Nous savons tous les deux
Nous savons que nous savons
Nous ne disons rien
C'est-à-dire
Nous disons tous les mots qu’il faut pour ne pas dire que nous savons
Il suffirait pourtant que l’un de nous deux dise
« Nous savons tous les deux »
Pour que la fin imminente ne vienne pas trop tôt

*
Nous construirons nous habiterons
Une cabane sèche
Dans la nuit humide
Les murs sont des pétales qui se referment
Il fera bon vivre là tout petits

396

Dans la vie, il y a de l’étrangeté
(Avoir un japonais comme voisin du dessus)
Dans la famille, il y a de l’étrangeté
(Dans l’Illinois, une ville s’appelle Normal
J’y suis né des suites d’une partie de ping pong qui a mal tourné)

*
On ne sait jamais
Que c’est la dernière fois

395

Résistance du juste. Résistance cachée, sans espoir.
Face à l'inconnu de la place Tian’anmen, un soldat bien moins célèbre, rendu infiniment vulnérable par la carapace du char et de l'uniforme qu'il porte, résiste aux ordres qui lui sont donnés.
Qu’est-il devenu ?


*
Il faut parfois être marteau pour briser la glace



394

Mon père est mort
Plus je lui parle plus il a froid
Il est dans un hôtel gigantesque
Chambres étroites et corridors froids
Le gravier sur sa tête crisse sous nos pas.

*
Une beauté passe dans les allées
Elle porte un bouquet de fleurs sauvages arrachées au talus
Dont elle secoue la motte
Un chapeau
Et un sac.

*
Le disparu est à sa place
Son histoire s’en va
On ne peut pas bercer une fleur
Qui est passée ailleurs.

393

Toujours il rampe sur le sol, respirant l’herbe et les racines, cherchant à éviter l’ombre abrasive des nuages, réinventant une posture reptile pour franchir un gué ou bien se couvrant de branches épineuses pour se protéger d’oiseaux attirés par la vermine qui pullule dans son dos.

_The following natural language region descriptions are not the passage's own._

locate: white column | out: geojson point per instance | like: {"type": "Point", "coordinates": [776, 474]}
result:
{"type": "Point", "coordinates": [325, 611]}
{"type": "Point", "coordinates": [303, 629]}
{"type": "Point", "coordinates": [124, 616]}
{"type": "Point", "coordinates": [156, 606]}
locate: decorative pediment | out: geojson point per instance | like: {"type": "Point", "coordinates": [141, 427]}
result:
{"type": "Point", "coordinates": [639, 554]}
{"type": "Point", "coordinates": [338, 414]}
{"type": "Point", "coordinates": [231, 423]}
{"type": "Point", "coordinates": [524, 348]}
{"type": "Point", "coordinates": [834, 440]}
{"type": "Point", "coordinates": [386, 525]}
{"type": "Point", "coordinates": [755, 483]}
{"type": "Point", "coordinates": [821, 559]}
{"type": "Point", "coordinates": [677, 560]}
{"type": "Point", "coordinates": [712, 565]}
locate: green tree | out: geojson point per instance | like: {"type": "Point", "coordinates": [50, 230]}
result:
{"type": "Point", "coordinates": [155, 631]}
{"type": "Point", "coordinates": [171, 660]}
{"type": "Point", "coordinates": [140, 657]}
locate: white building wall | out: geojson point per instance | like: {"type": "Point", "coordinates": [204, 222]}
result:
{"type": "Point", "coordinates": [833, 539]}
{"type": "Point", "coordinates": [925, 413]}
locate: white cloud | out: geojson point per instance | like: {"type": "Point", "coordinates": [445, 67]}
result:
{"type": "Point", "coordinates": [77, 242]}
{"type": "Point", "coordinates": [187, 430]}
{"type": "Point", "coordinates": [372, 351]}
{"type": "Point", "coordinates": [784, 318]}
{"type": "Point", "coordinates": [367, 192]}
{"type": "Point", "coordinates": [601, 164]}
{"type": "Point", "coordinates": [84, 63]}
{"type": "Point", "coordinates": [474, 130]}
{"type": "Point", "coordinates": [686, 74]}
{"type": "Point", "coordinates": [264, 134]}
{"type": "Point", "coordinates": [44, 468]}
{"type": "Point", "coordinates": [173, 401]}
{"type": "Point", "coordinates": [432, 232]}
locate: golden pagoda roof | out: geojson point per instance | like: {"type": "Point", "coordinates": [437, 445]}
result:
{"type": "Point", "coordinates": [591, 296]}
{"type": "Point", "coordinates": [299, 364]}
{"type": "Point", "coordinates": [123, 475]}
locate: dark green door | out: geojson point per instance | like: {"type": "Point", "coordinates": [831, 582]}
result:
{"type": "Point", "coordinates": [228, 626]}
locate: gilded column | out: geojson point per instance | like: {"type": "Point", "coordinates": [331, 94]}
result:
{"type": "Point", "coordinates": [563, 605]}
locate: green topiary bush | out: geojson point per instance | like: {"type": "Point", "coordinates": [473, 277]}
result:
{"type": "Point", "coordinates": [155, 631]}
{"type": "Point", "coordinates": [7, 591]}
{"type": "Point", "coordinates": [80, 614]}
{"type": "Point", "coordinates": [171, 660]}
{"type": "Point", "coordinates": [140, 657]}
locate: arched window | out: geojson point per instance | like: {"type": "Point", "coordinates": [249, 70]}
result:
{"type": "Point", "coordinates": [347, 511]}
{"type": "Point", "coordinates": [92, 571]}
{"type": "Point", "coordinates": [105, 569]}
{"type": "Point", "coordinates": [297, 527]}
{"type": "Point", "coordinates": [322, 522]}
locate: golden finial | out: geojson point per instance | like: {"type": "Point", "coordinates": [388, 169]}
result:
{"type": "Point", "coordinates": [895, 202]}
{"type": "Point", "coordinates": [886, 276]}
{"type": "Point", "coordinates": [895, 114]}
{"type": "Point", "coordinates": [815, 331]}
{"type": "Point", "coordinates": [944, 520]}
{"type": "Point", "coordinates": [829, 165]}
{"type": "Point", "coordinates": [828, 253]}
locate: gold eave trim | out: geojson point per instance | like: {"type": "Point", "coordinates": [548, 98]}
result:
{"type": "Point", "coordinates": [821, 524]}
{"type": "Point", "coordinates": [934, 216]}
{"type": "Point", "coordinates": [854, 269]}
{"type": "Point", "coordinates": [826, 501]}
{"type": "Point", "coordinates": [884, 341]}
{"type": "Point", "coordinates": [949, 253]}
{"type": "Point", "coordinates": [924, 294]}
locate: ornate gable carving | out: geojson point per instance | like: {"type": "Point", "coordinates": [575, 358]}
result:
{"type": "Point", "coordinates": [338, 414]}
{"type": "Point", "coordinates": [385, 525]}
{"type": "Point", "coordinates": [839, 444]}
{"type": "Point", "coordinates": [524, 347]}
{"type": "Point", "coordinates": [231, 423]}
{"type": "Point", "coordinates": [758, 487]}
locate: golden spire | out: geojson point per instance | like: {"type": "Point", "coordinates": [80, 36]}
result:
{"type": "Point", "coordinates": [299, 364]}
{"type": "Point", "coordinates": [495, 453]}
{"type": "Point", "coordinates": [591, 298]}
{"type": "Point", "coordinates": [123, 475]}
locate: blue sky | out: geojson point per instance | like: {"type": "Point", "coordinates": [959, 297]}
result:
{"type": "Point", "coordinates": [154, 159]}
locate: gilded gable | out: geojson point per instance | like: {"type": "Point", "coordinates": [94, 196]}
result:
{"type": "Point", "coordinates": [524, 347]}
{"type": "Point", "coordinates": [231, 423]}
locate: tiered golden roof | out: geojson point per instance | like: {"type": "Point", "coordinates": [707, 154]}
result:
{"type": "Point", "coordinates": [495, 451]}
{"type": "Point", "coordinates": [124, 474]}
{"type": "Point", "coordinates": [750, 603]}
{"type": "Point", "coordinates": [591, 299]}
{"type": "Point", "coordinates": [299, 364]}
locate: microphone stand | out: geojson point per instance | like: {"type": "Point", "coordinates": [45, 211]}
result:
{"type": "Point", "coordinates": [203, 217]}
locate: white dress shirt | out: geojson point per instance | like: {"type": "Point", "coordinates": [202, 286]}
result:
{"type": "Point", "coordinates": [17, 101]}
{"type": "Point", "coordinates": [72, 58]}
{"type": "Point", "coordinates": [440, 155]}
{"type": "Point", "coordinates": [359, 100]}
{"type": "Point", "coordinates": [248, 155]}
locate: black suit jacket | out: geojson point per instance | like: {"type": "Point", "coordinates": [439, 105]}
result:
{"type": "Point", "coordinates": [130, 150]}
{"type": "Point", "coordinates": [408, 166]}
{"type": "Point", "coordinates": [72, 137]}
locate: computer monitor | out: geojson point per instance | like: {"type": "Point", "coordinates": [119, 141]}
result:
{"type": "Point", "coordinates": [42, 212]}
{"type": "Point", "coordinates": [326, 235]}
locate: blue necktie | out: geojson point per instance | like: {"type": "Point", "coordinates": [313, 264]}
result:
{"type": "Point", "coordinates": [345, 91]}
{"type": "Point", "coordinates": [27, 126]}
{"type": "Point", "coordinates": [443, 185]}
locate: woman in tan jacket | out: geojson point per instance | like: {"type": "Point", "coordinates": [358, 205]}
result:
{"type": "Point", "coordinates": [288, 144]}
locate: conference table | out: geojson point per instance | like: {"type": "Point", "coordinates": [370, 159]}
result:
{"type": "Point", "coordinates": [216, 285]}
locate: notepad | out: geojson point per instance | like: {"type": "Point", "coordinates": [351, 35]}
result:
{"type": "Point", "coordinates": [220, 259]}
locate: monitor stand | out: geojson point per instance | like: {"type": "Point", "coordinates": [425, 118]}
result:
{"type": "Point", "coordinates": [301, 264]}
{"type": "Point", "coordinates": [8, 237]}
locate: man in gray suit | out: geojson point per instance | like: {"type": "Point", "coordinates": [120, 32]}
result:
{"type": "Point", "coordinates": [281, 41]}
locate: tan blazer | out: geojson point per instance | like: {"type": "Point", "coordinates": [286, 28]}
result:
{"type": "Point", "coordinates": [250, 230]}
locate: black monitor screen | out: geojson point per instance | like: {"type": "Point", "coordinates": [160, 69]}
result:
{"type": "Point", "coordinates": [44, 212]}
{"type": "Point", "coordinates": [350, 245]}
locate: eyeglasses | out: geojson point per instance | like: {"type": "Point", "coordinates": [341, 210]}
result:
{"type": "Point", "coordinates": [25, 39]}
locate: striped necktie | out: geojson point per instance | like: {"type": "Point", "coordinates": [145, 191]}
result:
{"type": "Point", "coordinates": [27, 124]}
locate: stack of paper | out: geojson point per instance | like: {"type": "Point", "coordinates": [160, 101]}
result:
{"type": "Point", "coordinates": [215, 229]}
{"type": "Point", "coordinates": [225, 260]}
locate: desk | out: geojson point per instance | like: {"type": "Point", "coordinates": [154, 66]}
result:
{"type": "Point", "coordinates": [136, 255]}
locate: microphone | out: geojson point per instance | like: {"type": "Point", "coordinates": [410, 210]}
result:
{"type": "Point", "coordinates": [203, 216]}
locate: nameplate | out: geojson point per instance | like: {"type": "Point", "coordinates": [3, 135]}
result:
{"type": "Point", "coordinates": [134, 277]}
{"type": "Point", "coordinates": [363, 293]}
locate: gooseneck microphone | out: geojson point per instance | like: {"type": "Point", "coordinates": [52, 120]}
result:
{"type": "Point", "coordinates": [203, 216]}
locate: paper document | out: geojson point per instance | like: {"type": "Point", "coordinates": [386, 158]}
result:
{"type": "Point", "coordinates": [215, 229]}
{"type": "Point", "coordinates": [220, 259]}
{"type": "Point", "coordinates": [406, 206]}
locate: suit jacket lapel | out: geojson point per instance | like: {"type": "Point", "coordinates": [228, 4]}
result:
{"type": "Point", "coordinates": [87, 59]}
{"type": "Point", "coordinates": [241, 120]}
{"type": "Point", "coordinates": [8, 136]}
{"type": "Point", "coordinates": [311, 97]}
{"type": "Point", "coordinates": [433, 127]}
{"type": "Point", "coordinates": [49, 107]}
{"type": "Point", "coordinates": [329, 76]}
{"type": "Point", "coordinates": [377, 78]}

Jamais Dabek ne se souvient des journées qui suivent, si bien qu’il n’est pas certain qu’elles existent, que le rêve soit interrompu, que ce soit un rêve. Il ne se souvient que de la reptation et des difficultés nouvelles qu’elle lui pose.

*
Depuis que j’ai opté pour l’immobilité les gens qui vont de l’avant pensent que j’ai changé.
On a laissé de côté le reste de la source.